The family shall enjoy special protection of the state. Marriage is a living union between a man and a woman. Marriage and legal relations in marriage, common-law marriage and the family shall be regulated by law. (Note: Obitelj je pod osobitom zaštitom države. Brak je životna zajednica žene i muškarca. Brak i pravni odnosi u braku, izvanbračnoj zajednici i obitelji uređuju se zakonom.)

In the aftermath of the referendum, the government began working on changes to the referendum process, defining what type of questions can be subjected to a popular vote and imposing a 50% turnout. President Josipović also suggested that other forms of unions should be protected by the Constitution to "balance the injustice created by the referendum", but his proposal was rejected. In May 2018, the Social Democratic Party launched an initiative to amend the Constitution to prevent referendums designed to "reduce fundamental civil rights and freedoms".
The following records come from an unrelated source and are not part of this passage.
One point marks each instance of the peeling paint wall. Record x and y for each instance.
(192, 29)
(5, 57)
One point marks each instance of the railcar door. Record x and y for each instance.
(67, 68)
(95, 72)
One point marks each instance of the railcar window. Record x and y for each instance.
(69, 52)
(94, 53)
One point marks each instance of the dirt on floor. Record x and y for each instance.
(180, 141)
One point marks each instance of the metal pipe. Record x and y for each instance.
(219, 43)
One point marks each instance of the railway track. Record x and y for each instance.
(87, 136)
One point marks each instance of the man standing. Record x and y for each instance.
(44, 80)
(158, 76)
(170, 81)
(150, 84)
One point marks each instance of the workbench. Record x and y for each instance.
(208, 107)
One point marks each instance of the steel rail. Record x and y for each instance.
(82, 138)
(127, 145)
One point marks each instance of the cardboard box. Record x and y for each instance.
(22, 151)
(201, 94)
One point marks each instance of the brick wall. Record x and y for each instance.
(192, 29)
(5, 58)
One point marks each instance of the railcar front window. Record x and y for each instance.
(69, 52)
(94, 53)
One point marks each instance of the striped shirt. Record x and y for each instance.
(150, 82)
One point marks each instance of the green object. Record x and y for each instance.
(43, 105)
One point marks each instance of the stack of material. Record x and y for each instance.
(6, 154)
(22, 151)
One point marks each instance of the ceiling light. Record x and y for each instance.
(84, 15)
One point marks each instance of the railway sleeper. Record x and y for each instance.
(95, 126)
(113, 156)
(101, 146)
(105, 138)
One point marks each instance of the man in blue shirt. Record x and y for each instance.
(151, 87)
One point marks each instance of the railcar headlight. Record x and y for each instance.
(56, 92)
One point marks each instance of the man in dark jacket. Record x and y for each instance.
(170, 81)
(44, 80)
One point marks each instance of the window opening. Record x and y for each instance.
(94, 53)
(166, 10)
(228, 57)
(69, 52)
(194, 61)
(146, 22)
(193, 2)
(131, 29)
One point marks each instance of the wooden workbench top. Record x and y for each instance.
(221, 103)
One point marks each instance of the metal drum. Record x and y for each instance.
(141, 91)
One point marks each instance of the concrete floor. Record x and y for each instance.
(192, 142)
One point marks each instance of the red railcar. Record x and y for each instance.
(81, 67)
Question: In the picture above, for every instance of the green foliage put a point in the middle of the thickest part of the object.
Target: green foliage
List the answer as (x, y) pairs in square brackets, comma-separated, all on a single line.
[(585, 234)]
===Developments in 2025–present===
On 22 November 2025, the European Court of Justice (ECJ) ruled in Jakub Cupriak-Trojan and Mateusz Trojan v Wojewoda Mazowiecki, a Polish case, that all member states of the European Union must recognise same-sex marriages validly performed within the European Union. The case involved a dual Polish-German couple who had married in Germany but sought recognition of their marriage in Poland. The ruling had an immediate legal effect in Croatia as well, with media outlets reporting that "authorities must recognize same-sex marriages performed abroad as full marriages, rather than just granting them the limited rights of a registered partnership". Cupriak-Trojan and Trojan does not compel Croatia to change its domestic laws to legalise same-sex marriage, but it does require that the country accept the legal status of couples married elsewhere in the European Union.

==Public opinion==
The 2015 Eurobarometer found that 37% of Croatians thought that same-sex marriage should be allowed throughout Europe. A Pew Research Center poll published in May 2017 found that 31% of Croatians supported same-sex marriage, while 64% were opposed. Support was highest among religiously-unaffiliated respondents at 61%, but decreased to 29% among Catholics. The 2019 Eurobarometer showed that 39% of Croatians thought same-sex marriage should be allowed throughout Europe, while 55% were opposed.

The 2023 Eurobarometer found that support for same-sex marriage had increased to 42%, whilst 51% remained opposed. The survey also showed that 39% of Croatians agreed that "there is nothing wrong in a sexual relationship between two persons of the same sex", while 56% disagreed.